You have to be careful when you see claims of a company receiving $x in subsidies. There is often some questionable accounting which going into computing those numbers. For example, the $64 billion figure from the headline of the first article appears to be mostly from loan guarantees. Loan guarantees are definitely a form of subsidy, but computing their value is not trivial. You need to figure out what the rate would have been without government backing and compare that with what the actual rate was. Simply taking the notional value of the loan, as was done to get the $64 billion figure, vastly overstates the magnitude of the subsidy.
Yep. Every country with an advanced export industry has an Export-Import Bank. Small countries making capital purchases of hundreds of millions of dollars wouldn't be able to secure the financing, otherwise; at least, not at any reasonable rate. The fact that the U.S. Export-Import Bank has never had a net loss (at least, none of note AFAIK) is really all we need to know about how much of an unfair subsidy they're providing: none. IOW, they aren't guaranteeing transactions that aren't economically viable. It's just that, say, Ethiopia has zero chance of not getting gouged by major American or European banks. Among other things, big western banks don't have any appetite for dealing with the risk--currency exposure, foreign liquidation headaches. Even though ultimately they could recover their losses, it would ruin a few quarters of profits and throw their shareholders into fits.
When people argue that Boeing exports make up the bulk of the Export-Import Bank's financing, well, d'uh. For political reasons the bank likes to sell itself as supporting small business, but the fact of the matter is that the global banking industry is competitive enough to finance smaller purchases. The economic function of an Export-Import Bank is to improve the transactional efficiency at the very high-end of the market. More importantly, as an advanced economy the U.S. primarily exports advanced (i.e. extremely costly) capital goods.

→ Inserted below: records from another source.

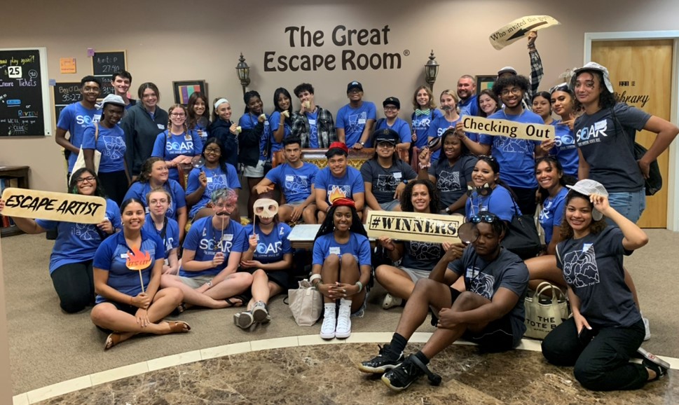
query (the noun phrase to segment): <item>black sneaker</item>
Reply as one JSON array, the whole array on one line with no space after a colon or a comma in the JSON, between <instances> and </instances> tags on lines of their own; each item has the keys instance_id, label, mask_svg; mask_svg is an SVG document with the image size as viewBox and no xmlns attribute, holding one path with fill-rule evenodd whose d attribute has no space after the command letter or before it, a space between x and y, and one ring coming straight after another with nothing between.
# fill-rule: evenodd
<instances>
[{"instance_id":1,"label":"black sneaker","mask_svg":"<svg viewBox=\"0 0 679 405\"><path fill-rule=\"evenodd\" d=\"M379 345L378 345L379 346ZM387 352L389 345L379 346L380 354L372 360L363 362L358 364L358 369L364 373L375 373L382 374L387 371L397 367L403 362L403 352L399 355L397 359L394 359L393 355Z\"/></svg>"},{"instance_id":2,"label":"black sneaker","mask_svg":"<svg viewBox=\"0 0 679 405\"><path fill-rule=\"evenodd\" d=\"M416 380L423 376L425 372L413 361L411 355L404 360L401 365L392 369L382 376L382 382L395 391L402 391Z\"/></svg>"}]
</instances>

Some national export-import banks are primarily in the business of funneling subsidies to domestic exporters. You can tell because they hide huge losses. But that's just not the case in the U.S., Canada, or most of Europe.
That's kind of like arguing that because housing prices have never(!) gone down (pre-2008), housing prices will never go down, and therefore underwriting any mortgage carries 0 risk. It's simply bad math.
I'm not saying it's 0 risk. My point was merely that given the absence of such losses--losses that similar banks (e.g. in China) regularly sustain to support blatant industrial subsidies--then it's a stretch to call it a subsidy given the loaded meaning of that word in both politics and international affairs.
Yes, technically it's a market intervention. But unless someone is prepared to say that the Export-Import Bank is creating a bubble in exports, driving more exports than is economically sustainable, then criticism of the Export-Import Bank is unwarranted. Some economists are prepared to say that. But I think most economists--the ones who aren't ideological radicals--would say that it's a complex question, admit that it's probably serving some useful economic function, and shrug their shoulders. And of course most other people in the industry would absolutely say that it serves useful and necessary function.
One of my teachers in high school was complaining about Boeing being exempt from Washington state sales tax for the sale of...airplanes. Is that a subsidy? I wouldn't count it as such.
For a company with international sales, sales tax (and VAT) should be handled in the district where the sale occurs, not where the product is manufactured. The big problem with the USA is that it doesn't have a VAT system in place to make it all work out equitably.
In effect maybe, but this isn't considered a subsidy on paper though... from my understanding the distinction is "giving" is a subsidy vs "not taking" is a tax break?